1- Çok tatlı yiyeceklere karşı duyulan aşırı istek doyurulmamış veya yeterince doyurulmamış duygusal arzularla bağdaştırılabilir. Eğer bu durum uzun bir süre devam edecek olursa, beden bunun etkilerini hissedebilir: pankreas yorulur ve diyabet ortaya çıkar . Yalnız dikkat edin, bütün tatlı istekleri duygusal boşlukla ilişkili değildir. Zevklerimizin yönünü değiştiren aynı zamanda aşırı tatlı şeyler ve doğal olmayan tatlılar yeme alışkanlığıdır.
2- Tuzlu algısının psikolojik değeri, dikkatli, meraklı ve aynı zamanda yaratıcı bir kişiliktir. Tuzlu yiyeceklere karşı duyulan ölçüsüz istek fiziksel veya psikolojik bir bozukluğun ya da yanlış beslenme alışkanlığının işareti olabilir. Çok tuzlu yiyecekler hep daha kuvvetli tat arayışı yaratır. Tuzlu yiyeceklere duyulan önüne geçilemeyen istek kalsiyum eksikliğine de işaret ediyor olabilir.
3- Acı tadın karaciğerle (yalnızca karaciğeri koruyucu etkisi bulunan otların tadı çok acıdır) ve cesaretle ilişkisi vardır.
4- Ekşi tat diğerlerini tamamlayıcı özellik gösterir ve aşırı tüketimi dışında kendine özgü bir psikolojik değeri yok gibidir.

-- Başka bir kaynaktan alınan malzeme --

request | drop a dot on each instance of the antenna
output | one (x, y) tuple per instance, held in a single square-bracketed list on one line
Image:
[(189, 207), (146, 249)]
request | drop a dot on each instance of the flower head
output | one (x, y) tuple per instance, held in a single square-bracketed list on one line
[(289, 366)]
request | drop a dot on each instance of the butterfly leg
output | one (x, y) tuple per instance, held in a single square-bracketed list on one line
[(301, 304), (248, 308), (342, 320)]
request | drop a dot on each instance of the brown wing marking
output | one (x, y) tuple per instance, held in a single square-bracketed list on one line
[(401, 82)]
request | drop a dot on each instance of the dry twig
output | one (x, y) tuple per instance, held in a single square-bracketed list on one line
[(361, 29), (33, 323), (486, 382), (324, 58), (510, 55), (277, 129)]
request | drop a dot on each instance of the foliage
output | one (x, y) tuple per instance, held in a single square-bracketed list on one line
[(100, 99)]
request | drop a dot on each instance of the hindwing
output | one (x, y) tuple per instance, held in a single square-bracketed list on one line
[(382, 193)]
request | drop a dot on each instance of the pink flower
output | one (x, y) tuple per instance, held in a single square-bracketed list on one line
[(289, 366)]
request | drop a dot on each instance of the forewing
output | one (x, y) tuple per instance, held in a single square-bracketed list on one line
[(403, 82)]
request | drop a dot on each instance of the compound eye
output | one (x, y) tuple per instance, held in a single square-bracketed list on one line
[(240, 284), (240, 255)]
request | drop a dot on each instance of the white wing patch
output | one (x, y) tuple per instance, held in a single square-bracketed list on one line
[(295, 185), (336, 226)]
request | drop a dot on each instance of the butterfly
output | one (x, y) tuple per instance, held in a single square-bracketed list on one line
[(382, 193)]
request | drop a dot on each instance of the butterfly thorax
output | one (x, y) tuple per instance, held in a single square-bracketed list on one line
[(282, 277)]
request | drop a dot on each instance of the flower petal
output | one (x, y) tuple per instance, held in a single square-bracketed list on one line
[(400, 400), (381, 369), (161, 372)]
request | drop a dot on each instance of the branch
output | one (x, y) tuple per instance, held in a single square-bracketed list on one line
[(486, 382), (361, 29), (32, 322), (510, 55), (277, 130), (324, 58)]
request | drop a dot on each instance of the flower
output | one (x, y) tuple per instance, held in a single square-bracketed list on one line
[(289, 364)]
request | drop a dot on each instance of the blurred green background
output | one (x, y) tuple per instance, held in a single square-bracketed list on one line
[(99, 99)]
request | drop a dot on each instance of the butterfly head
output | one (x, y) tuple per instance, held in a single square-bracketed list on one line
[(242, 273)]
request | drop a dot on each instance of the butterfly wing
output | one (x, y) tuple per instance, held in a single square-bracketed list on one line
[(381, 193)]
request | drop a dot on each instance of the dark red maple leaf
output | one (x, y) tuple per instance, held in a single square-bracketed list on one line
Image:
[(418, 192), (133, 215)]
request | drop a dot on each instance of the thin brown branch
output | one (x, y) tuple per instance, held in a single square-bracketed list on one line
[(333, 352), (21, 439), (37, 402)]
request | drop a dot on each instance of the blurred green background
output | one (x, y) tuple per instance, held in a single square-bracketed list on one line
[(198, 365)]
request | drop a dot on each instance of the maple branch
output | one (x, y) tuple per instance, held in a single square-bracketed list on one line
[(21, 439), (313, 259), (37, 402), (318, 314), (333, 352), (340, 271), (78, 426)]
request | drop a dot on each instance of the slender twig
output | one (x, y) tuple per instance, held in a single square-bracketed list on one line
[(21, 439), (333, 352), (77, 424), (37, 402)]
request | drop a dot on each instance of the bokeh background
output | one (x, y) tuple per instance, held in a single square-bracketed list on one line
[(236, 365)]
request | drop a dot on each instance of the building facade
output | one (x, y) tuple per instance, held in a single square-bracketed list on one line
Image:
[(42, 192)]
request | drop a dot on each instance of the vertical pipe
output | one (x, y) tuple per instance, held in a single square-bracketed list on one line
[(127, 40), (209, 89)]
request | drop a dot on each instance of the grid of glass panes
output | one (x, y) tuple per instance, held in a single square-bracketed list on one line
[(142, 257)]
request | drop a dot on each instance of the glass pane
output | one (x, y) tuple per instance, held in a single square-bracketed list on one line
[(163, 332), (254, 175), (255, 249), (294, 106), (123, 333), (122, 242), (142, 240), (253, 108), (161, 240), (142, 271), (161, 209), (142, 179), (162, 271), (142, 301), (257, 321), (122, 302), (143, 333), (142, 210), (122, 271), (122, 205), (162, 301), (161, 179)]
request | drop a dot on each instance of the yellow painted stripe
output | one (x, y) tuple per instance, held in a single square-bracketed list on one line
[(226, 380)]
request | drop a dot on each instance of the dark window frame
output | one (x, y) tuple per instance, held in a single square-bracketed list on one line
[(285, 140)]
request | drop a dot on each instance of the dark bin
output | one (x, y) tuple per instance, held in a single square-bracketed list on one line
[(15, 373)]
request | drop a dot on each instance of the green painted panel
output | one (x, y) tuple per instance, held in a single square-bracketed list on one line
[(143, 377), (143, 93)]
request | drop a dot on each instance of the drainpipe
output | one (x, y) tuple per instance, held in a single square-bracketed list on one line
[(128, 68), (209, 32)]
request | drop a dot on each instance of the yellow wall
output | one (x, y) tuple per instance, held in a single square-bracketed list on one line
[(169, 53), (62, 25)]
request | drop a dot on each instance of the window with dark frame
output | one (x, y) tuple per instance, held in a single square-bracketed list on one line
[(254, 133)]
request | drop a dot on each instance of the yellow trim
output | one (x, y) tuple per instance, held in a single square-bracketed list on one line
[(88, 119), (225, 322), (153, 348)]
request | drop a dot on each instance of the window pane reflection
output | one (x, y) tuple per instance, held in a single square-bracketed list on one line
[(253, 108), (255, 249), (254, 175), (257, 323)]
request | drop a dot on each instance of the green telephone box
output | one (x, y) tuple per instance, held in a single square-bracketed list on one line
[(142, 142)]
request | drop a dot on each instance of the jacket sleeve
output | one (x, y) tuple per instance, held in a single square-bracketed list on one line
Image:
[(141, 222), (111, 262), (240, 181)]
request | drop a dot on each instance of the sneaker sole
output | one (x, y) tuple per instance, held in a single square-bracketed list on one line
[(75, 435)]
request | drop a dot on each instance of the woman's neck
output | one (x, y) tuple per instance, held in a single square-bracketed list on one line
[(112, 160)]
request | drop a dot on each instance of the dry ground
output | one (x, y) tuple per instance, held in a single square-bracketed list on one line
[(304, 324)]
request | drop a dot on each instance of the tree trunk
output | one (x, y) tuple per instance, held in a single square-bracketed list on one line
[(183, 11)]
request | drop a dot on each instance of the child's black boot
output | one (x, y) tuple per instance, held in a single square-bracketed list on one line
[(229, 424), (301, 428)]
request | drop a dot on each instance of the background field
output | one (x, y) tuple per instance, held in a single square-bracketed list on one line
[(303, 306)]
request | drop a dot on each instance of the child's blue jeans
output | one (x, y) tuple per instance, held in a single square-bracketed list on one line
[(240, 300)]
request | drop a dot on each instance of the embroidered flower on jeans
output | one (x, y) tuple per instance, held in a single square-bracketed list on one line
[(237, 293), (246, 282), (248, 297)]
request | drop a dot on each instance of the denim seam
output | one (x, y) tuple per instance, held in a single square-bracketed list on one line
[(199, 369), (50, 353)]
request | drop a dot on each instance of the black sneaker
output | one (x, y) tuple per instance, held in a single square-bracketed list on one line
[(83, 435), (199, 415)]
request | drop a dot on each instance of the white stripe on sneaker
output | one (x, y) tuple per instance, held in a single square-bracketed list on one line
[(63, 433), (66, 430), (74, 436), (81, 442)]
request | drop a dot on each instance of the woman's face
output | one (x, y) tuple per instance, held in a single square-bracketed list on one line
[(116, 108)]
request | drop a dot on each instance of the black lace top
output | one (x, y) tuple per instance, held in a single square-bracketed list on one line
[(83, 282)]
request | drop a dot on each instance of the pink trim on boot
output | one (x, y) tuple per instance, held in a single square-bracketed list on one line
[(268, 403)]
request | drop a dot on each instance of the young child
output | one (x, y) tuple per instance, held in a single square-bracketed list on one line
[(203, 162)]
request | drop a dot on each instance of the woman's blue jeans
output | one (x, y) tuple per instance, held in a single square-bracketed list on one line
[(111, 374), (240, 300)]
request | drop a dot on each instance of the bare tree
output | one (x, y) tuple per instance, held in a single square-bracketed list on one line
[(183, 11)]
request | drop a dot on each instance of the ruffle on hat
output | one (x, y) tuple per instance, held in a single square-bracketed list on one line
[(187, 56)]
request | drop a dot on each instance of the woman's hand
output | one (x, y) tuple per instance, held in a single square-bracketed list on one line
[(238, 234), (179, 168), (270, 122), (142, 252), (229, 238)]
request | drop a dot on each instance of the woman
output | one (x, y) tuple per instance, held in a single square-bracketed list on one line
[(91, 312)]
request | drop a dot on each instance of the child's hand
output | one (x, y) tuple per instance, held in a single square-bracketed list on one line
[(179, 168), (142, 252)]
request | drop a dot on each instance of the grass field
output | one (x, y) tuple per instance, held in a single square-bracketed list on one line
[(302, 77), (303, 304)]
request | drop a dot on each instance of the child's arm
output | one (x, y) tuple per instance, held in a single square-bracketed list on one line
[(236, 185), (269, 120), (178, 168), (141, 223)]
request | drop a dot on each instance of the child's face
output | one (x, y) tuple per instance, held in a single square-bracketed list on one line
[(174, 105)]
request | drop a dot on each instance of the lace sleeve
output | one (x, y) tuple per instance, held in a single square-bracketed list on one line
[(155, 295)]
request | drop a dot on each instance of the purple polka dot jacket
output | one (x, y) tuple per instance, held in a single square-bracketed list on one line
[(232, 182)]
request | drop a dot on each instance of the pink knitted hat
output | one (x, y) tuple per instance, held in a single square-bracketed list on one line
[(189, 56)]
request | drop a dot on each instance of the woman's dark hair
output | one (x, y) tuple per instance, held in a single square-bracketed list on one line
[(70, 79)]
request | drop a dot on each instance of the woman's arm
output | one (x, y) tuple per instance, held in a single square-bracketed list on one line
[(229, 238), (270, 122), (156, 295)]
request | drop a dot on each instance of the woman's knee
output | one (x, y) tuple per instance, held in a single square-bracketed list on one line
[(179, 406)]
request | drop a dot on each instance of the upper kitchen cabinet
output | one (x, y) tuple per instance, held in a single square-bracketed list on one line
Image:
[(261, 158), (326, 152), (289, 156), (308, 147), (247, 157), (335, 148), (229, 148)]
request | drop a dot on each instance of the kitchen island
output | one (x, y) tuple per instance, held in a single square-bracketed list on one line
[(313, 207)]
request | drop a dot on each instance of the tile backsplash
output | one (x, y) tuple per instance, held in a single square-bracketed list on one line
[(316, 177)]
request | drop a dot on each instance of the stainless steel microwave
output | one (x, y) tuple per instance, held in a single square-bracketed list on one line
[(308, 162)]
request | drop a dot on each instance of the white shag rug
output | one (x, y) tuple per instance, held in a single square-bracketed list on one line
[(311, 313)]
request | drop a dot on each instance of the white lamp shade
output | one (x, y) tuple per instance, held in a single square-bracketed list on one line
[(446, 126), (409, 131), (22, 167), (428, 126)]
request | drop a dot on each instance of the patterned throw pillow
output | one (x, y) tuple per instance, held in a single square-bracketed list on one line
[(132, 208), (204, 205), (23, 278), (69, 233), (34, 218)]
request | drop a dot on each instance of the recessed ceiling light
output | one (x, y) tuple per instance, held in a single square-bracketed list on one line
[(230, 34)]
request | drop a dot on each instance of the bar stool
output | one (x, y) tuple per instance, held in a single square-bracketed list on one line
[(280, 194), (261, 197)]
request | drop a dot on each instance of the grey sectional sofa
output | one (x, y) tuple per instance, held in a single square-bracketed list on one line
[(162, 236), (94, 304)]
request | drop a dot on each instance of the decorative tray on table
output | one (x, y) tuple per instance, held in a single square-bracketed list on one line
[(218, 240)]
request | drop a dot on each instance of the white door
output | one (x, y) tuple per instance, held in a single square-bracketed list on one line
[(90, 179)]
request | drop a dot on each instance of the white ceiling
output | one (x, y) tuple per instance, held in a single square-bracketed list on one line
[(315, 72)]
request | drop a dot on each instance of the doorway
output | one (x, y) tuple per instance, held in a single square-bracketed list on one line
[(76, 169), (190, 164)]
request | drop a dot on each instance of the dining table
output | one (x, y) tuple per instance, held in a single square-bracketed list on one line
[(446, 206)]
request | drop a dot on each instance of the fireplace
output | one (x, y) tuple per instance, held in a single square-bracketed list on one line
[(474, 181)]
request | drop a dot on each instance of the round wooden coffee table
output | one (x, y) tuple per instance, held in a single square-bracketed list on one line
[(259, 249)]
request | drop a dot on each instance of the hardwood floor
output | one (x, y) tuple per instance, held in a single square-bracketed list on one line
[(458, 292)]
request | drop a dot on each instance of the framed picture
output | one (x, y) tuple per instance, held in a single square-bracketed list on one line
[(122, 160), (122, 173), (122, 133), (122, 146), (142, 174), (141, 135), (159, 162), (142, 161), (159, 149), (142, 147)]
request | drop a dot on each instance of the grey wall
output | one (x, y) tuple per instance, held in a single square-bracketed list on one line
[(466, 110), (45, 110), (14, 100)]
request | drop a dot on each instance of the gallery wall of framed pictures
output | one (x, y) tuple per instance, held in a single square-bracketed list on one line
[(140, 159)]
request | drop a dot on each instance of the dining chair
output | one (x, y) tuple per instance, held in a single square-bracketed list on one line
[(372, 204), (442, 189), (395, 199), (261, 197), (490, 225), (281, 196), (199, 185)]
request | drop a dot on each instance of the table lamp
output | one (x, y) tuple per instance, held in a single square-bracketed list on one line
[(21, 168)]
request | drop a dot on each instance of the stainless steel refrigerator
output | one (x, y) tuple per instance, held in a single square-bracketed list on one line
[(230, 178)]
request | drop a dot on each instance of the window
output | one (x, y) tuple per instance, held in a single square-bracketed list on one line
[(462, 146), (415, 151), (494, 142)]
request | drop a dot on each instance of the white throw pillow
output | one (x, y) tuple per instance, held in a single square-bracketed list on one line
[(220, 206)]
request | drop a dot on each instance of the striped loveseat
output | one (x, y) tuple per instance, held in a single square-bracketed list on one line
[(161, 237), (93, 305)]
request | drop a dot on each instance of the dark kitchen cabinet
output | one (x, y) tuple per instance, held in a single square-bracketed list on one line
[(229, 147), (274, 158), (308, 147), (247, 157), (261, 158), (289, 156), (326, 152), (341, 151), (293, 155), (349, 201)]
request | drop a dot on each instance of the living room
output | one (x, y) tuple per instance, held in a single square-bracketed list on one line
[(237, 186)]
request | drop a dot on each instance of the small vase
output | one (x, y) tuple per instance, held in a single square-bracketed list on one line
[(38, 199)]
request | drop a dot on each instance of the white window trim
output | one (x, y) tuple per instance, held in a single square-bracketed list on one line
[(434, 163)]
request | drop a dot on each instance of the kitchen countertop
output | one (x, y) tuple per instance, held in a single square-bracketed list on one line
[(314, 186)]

Aşırı tüketimi durumunda, kendine zarar verme veya kendini mağdur gösterip acındırma eğilimi olabilir.
Çılgın istekler
Gündelik yaşam esnasında belirli bir madde için kuvvetli bir istek duymak mümkündür ve bu önemli bir işarettir. Şu durumlardan birinin söz konusu olup olmadığını anlamak için kendinize kulak verin:
1. Cezbedici bir koku duyduysak,
2. Biz farkında olmadan bir reklam vasıtasıyla bir mesaj aldıysak,
3. Yorgunluk, düşük tansiyon, düş kırıklığı veya öfke gibi özel bir fiziki ya da psikolojik durumdaysak.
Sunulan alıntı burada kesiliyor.